The downgrades, Fitch said, also reflect AIG's property-casualty subsidiaries' recent operating trends, the results of which Fitch generally views as "lagging those of their peers."
Fitch said it believes AIG's foreign general insurance unit's operating trends have been less affected by the organization's difficulties.
Fitch said a concurrent decision to downgrade the ratings of AIG's domestic life and retirement services insurance subsidiaries to "A-minus" reflects ongoing concerns about the entities' asset quality as well as the effect of AIG's well-publicized difficulties on new sales trends and sustainability of in-force business.
It noted that in 2008, the parent made significant capital contributions to help offset investment losses primarily from the company's securities lending business as well as operating losses from increased reserves related to equity-linked products.
But the rating firm found that despite the impairments recognized in 2008, "unrealized loss position in the life unit's bond portfolio remains high."
Fitch's downgrade of AIG's foreign life units, AIA Bermuda and ALICO, by one notch to "A-plus" reflects ongoing exposure to broader AIG issues including securities lending operations, the firm said.
These ratings remain on Fitch Rating Watch Evolving "as the company has put AIA and ALICO on a path toward separation from AIG. These businesses are expected to ultimately be divested, possibly through an initial public offering in the near term if market conditions allow. Therefore, Fitch may upgrade the ratings if stand-alone profile and capital structure support a higher rating."
But Fitch warned it may downgrade the rating if the divestiture plan is not favorably executed.

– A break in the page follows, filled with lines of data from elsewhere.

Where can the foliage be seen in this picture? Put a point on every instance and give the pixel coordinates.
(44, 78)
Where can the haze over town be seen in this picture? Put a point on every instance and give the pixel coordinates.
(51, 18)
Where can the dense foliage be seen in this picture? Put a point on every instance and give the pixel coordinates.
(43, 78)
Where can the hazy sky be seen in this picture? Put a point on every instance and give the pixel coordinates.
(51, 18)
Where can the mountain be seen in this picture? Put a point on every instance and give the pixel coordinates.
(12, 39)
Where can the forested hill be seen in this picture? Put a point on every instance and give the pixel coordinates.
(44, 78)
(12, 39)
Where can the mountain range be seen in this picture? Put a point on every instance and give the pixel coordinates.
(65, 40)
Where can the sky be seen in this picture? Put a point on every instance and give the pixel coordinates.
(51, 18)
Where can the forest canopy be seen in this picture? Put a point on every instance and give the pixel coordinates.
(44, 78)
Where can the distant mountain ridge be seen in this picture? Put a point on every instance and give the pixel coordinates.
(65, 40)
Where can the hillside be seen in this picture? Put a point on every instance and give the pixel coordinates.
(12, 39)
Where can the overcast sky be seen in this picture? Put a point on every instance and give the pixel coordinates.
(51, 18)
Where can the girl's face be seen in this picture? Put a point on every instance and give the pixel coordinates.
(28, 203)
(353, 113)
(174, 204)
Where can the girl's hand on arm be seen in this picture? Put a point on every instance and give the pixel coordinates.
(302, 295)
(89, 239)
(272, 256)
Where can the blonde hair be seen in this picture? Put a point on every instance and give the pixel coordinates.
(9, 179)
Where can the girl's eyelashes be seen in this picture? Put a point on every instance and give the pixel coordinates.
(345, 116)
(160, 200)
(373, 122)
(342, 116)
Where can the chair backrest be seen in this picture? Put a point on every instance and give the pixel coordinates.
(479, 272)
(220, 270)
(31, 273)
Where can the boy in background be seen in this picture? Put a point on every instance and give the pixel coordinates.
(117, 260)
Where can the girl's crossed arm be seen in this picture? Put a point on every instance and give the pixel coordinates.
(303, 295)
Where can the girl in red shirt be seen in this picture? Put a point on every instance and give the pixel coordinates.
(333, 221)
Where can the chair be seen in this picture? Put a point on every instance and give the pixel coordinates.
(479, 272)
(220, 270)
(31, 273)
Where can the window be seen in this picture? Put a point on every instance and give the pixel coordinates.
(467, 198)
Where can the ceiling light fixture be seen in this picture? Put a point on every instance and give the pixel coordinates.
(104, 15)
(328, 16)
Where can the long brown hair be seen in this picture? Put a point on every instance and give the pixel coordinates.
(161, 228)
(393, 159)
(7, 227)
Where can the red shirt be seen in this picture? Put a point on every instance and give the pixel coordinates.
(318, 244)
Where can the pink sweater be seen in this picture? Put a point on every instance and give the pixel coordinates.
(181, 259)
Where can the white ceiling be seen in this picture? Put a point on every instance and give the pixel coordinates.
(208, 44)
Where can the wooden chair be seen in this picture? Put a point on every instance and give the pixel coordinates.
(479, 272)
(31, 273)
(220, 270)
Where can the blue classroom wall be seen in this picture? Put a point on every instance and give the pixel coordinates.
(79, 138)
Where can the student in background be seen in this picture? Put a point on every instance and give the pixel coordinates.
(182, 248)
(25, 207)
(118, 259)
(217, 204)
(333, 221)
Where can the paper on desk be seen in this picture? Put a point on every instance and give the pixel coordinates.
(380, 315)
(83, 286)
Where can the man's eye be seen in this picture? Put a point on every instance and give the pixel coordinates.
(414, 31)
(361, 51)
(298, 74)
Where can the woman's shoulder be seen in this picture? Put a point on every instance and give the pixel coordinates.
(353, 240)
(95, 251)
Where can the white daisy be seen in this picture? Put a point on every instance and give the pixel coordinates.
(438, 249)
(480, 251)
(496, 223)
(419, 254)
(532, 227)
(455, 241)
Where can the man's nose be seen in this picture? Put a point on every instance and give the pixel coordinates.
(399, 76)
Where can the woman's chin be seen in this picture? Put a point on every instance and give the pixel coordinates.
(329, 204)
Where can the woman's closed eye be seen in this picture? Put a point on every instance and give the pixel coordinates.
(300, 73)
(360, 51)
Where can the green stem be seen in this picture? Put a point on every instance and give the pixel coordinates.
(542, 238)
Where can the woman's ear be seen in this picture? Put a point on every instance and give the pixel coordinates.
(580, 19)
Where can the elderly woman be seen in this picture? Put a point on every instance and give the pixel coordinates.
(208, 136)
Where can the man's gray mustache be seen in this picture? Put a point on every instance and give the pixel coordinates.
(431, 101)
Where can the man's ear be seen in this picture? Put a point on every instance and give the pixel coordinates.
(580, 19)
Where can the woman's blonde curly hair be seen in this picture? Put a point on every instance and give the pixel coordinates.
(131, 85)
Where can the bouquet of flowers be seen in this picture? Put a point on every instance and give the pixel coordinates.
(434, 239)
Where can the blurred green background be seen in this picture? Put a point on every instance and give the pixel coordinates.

Fitch said it believes U.S. government support of AIG currently remains strong. However, the agency believes that once systemic risks abate, the U.S. government would likely not provide additional funding, if needed, simply to support ratings at the former levels.
Further, with recent downward rating migration in the insurance sector, Fitch said it believes the AIG insurance organization that emerges from the restructuring could be viable and competitive at lower rating levels than the organization held historically.
The affirmation of the "F1″ commercial paper and short-term IDRs, it said, reflect the "very strong near-term liquidity profile provided by the continuing U.S. government support." Over time, Fitch explained, it expects the short-term ratings to migrate downward to more closely align with the long-term ratings.
The Evolving Rating Outlook on AIG holding company as well as all insurance subsidiaries other than foreign life reflects a view that AIG and subsidiaries could emerge from the organization's restructuring with a credit profile supportive of higher ratings if the restructuring goes as planned, said Fitch.
But it noted "significant execution and market risks persist which could lead to downward rating migration if the restructuring is unsuccessful."
Fitch said removing AIG's domestic and retirement services insurance subsidiaries from Rating Watch Evolving reflects Fitch's belief that given market conditions, a sale of AIG's domestic life and retirement services subsidiaries will be difficult to accomplish for the foreseeable future.
AIG said it had no immediate comment on Fitch's action, but might respond later.